W tym miejscu należy zwrócić uwagę na trafny pogląd wyrażony w doktrynie, iż ,, Przepis art. 52 ust. 2 pkt 10 pr.bank. (a wcześniej art. 54 ust. 2 pkt 9 pr.bank.) nie daje podstawy do interpretacji, jaka znalazła powszechne uznanie w praktyce, mianowicie że wprowadza on ustawowe zezwolenie na ograniczenie odpowiedzialności banku w stosunku do zasad ogólnych. Trudno wskazać jakiekolwiek racje dla wykładni tego przepisu jako podstawy ograniczenia odpowiedzialności banku, skoro - jako profesjonalista - tym bardziej powinien gwarantować wykonanie swojego zobowiązania umownego zgodnie z jego treścią (art. 355 § 2 k.c.). Omawiany przepis należałoby odczytywać wręcz odwrotnie, jako sugestię zaostrzenia odpowiedzialności w stosunku do zasad ogólnych, w żadnym natomiast razie jako dozwolenie, czy nawet nakaz jej ograniczenia. Inna dopuszczalna interpretacja omawianego przepisu to uznanie, że jego celem jest jedynie wprowadzenie powinności zawarcia w umowie rachunku bankowego informacji o zasadach odpowiedzialności banku za terminowe i prawidłowe przeprowadzenie rozliczeń pieniężnych, przez które to zasady należy rozumieć normy wynikające z art. 471 i n. k.c. w zw. z art. 354 i 355 k.c., a także z art. 64 pr.bank.[…] Jeżeli klauzula ograniczająca odpowiedzialność znajduje się w umowie jako wynik indywidualnych uzgodnień stron, wówczas jest z oczywistych względów dopuszczalna. Natomiast gdy takie postanowienie umieszczono w regulaminie, w stosunkach z konsumentami klauzula tej treści może zostać uznana za abuzywną, jako wyłączająca lub istotnie ograniczająca odpowiedzialność względem konsumenta za niewykonanie lub nienależyte wykonanie zobowiązania (art. 385 3 pkt 2 k.c.). […] Uznaje się, że określenie wysokości odszkodowania za przekroczenie terminu realizacji dyspozycji posiadacza rachunku ma charakter kary umownej w rozumieniu art. 483 § 1 k.c. (Z. Osada, Umowy..., s. 31; W. Pyzioł (w:) E. Fojcik-Mastalska (red.), Prawo..., s. 87).”

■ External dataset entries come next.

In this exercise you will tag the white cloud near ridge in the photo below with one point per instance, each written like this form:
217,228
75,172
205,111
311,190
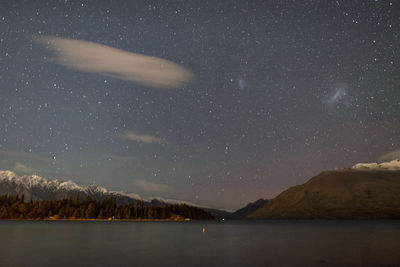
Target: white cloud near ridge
152,187
390,156
141,138
116,63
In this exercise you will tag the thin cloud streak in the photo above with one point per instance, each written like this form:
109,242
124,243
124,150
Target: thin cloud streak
390,156
116,63
152,187
131,136
23,155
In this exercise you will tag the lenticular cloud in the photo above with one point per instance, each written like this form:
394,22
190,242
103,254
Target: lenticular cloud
120,64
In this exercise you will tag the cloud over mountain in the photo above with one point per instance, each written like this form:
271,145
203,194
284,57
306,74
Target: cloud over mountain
116,63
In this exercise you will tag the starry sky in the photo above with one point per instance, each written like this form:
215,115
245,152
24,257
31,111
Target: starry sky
214,102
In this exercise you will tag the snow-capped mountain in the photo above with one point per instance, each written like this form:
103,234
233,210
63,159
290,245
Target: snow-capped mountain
35,187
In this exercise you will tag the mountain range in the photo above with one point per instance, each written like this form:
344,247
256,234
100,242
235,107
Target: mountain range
365,191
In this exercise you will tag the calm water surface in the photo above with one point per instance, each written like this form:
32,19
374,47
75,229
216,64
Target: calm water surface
261,243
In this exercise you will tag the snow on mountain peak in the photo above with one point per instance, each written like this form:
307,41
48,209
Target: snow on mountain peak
29,181
393,165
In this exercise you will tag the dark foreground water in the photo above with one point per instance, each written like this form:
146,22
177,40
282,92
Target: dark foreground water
262,243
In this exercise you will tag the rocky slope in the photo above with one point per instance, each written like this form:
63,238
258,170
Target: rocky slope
362,192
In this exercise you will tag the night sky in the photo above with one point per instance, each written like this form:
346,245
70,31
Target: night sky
214,102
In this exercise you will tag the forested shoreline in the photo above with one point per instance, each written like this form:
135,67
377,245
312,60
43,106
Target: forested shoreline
14,207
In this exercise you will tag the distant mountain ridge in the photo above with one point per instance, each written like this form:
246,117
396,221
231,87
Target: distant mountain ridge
356,193
249,209
34,187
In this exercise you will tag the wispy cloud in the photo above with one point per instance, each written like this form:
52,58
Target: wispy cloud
152,187
116,63
131,136
395,154
23,155
20,167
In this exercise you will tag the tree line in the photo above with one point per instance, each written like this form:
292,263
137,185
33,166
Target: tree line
14,207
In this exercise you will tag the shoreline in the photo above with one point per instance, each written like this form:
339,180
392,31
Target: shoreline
103,220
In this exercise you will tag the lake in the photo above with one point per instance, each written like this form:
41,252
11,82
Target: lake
236,243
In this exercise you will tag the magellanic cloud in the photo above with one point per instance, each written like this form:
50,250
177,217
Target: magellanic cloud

Komentarz do art.52 ustawy z dnia 29 sierpnia 1997 r. Prawo bankowe (Dz.U.02.72.665), [w:] F. Zoll (red.), A. Adamek, K. Bitner - Przybylska, M. Brożyna, M. Chudzik, A. Frań, I. Karasek, K. Kohutek, K. Korus, R. Kwaśnicki, J. Lachner, J. Molis, M. Olczyk, K. Płończyk, P. Podlasko, M. Porzycki, A. Rataj, D. Rogoń, M. Rusinek, M. Spyra, T. Spyra, S. Szuster, P. Tereszkiewicz, A. Wacławik, F. Wejman, M. Wyrwiński. Prawo bankowe. Komentarz, Tom I i II, Zakamycze, 2005.

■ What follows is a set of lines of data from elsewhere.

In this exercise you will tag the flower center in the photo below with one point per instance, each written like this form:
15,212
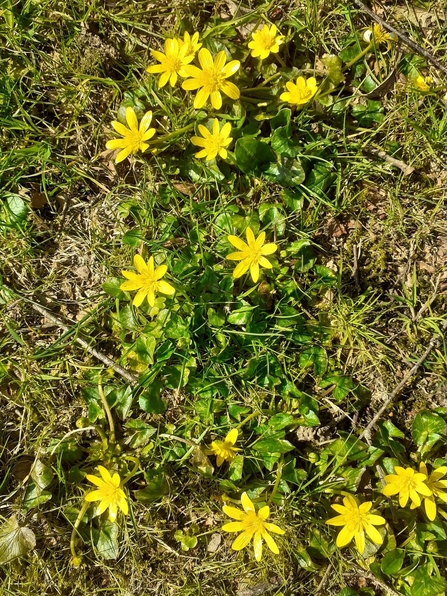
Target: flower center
150,283
215,81
252,523
256,256
267,41
137,140
173,64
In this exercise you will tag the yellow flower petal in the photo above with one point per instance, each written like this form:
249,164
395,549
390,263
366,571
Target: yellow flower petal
246,503
233,512
165,288
257,546
271,543
233,527
360,541
344,537
232,436
105,474
241,541
237,242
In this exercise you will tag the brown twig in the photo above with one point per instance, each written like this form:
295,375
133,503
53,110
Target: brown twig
434,342
408,42
130,378
321,586
372,578
397,163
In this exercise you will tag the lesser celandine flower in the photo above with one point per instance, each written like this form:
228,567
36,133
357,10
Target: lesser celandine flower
408,484
301,92
356,520
214,143
265,41
172,62
252,525
147,281
109,493
211,79
224,450
252,254
423,83
192,45
437,486
134,137
379,35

Ponadto Sąd zważył, iż uregulowanie odszkodowania w wysokości odsetek ustawowych za każdy dzień zwłoki jest mylące, gdyż odsetki należą się za opóźnienie w spełnieniu świadczenia pieniężnego. Natomiast odszkodowanie ustalone w ten sposób, nawet traktowane jako kara umowna, w ocenie Sądu jest niewłaściwe, minimalne, rażąco niskie.

Z powyższych względów Sąd Okręgowy w Warszawie – Sąd Ochrony Konkurencji i Konsumentów uznał, że zakwestionowane postanowienia wzorca umownego stosowanego przez pozwanego w obrocie z konsumentami stanowią niedozwolone postanowienia umowne w rozumieniu art. 385 1 § 1 k.c. i zakazał ich stosowania na podstawie art. 479 42 k.p.c.

O wysokości wpisu od pozwu i obciążeniu nim pozwanego na rzecz Skarbu Państwa orzeczono na podstawie art. 26 ust. 1 pkt 6 w zw. z art. 113 ust. 1 oraz art. 96 ust. 1 pkt 3 ustawy z dnia 28 lipca 2005 roku o kosztach sądowych w sprawach cywilnych (Dz.U. z 2010r. Nr 90, poz. 594 ze zm.).

O kosztach zastępstwa procesowego orzeczono stosownie do wyniku sporu na podstawie art. 98 i 99 k.p.c.

Publikację prawomocnego wyroku na koszt pozwanego zarządzono na podstawie art. 479 44 k.p.c.